A ética pode ser destrutiva (negativa) quando comportamento dissociado, atitude preconceituosa, desconfiança, descrença no valor humano, discurso diferente da práxis tornam-se presentes na sociedade. Ela é positiva (construtiva) quando o comportamento harmonioso, atitude aberta, inteira confiança, crença no valor do ser humano, discurso coerente com a práxis são elementos norteadores da sociedade.
A questão que nos cabe levantar neste momento é: “A maçonaria está cumprindo com suas obrigações de lutar pela harmonia das sociedades, pela justiça e combatendo as desigualdades?” Será que seu papel social está de acordo com os novos tempos? Seus pressupostos morais estão servindo de base para a construção de uma ética voltada para os novos tempos? Estamos construindo uma ética maçônica positiva ou negativa?

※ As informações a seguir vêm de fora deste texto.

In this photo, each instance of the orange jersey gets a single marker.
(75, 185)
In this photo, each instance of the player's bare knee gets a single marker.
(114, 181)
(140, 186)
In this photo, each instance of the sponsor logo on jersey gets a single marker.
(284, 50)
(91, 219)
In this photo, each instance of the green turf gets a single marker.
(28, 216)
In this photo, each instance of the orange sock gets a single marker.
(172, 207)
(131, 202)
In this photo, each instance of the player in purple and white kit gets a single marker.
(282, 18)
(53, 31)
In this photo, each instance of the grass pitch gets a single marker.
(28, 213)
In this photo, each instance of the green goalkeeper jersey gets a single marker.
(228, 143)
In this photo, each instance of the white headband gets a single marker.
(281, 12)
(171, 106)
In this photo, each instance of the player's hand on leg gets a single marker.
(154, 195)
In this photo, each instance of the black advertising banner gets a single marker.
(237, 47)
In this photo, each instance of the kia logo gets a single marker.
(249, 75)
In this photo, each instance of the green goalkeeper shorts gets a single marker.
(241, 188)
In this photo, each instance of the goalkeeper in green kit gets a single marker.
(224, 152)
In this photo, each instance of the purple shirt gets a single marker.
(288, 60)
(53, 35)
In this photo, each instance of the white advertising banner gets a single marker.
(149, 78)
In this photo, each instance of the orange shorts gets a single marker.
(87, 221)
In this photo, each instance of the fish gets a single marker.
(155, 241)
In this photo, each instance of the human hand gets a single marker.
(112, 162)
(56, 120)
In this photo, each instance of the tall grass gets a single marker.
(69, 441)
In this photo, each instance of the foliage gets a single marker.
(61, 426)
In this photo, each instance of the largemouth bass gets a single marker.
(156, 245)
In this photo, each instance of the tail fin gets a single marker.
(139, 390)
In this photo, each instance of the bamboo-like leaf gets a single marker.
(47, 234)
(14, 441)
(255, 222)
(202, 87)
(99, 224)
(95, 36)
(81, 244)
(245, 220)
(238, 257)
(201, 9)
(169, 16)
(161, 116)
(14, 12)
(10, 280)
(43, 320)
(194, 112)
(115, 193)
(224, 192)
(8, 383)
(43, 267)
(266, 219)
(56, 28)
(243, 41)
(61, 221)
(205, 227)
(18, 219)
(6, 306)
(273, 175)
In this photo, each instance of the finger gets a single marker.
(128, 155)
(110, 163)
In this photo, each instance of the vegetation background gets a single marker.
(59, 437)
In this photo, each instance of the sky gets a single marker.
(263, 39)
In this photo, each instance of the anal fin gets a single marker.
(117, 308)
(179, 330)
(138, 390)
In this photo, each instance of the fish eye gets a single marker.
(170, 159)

Na maçonaria, a ética é ligada diretamente ao princípio da busca da Verdade, tendo sua origem nas tradições gregas, onde seus pensadores afirmam que a busca da verdade não esta dissociada da prática do bem. A verdade e a virtude são os dois pólos de uma única busca que caracteriza a ética iniciática, a ética maçônica. Consideramos a ética como sendo de caráter universal e que pertence à historia do ser humano. Desta forma, o maçom deve considerar a ética como principio que não pode ser colocado em dúvida e que deve ser o ponto de partida para as suas ações. A conduta ética maçônica tem dois aspectos: um, o maçom deve viver não só segundo os seus princípios (íntimos) e perseguir a prática da virtude; e o outro, a construção de atitudes que sejam voltadas para compreender a ética e a sua adequação às continuas mudanças na coletividade humana.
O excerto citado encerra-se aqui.